RALEIGH, N.C. (WNCN) — Women are now more likely than men to graduate from college.
New survey results from the Pew Research Center also found college graduates have lower unemployment rates than those without a degree — and that gap got wider during the COVID-19 pandemic.
The earnings gap between young college graduates and those who don’t have degrees also continued to widen, the survey results found.
The survey found 39 percent of women ages 25 and older had at least a bachelor’s degree, compared to 37 percent of men. And that gap is even wider among adults between the ages 25 and 34, with 46 percent of women and just 36 percent of men having earned degrees.
And those with degrees more often tend to have jobs: The unemployment rate has nearly returned to pre-pandemic levels for college graduates at 2 percent — it was at 1.9 percent in February 2020, just before the COVID-19 outbreak started.

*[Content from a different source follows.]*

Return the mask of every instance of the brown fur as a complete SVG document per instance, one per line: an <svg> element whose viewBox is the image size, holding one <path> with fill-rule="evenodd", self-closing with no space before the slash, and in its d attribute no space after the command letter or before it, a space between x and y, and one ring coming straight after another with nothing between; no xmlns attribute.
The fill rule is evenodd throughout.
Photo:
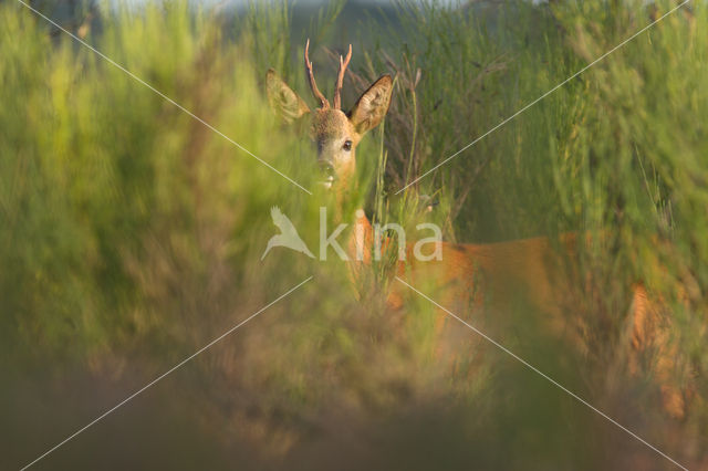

That rate is twice as high for those with only a high school diploma.
That led to an earnings gap that has also continued to grow, especially for young adults.
U.S. Bureau of Labor Statistics data show full-time workers between the ages of 22 to 27 with a bachelor’s degree had a median income of $52,000, compared to $30,000 for those workers with a high school diploma but no degree.

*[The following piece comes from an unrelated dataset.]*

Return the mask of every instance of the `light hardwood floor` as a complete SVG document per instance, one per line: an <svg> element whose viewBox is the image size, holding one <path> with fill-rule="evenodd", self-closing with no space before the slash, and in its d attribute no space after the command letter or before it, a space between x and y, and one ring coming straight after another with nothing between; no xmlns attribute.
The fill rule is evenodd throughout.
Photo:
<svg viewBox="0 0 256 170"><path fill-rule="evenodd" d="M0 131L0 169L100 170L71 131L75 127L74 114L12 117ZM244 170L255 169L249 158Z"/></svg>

That gap has gotten bigger: They’re separated by $22,000 now, but were separated by about $13,000 in 1990, Pew found.
Among the organization’s other findings, recent college graduates are more likely than all grads to be underemployed — or, holding jobs that do not require a college degree, a data analysis found.
As of last December, 41 percent of college graduates between the ages of 22 and 27 were underemployed — much higher than the 34 percent underemployment rate for all graduates.
That rate went up in 2020 when the pandemic put the job market under extreme strain, but it has returned to pre-pandemic levels, Pew found.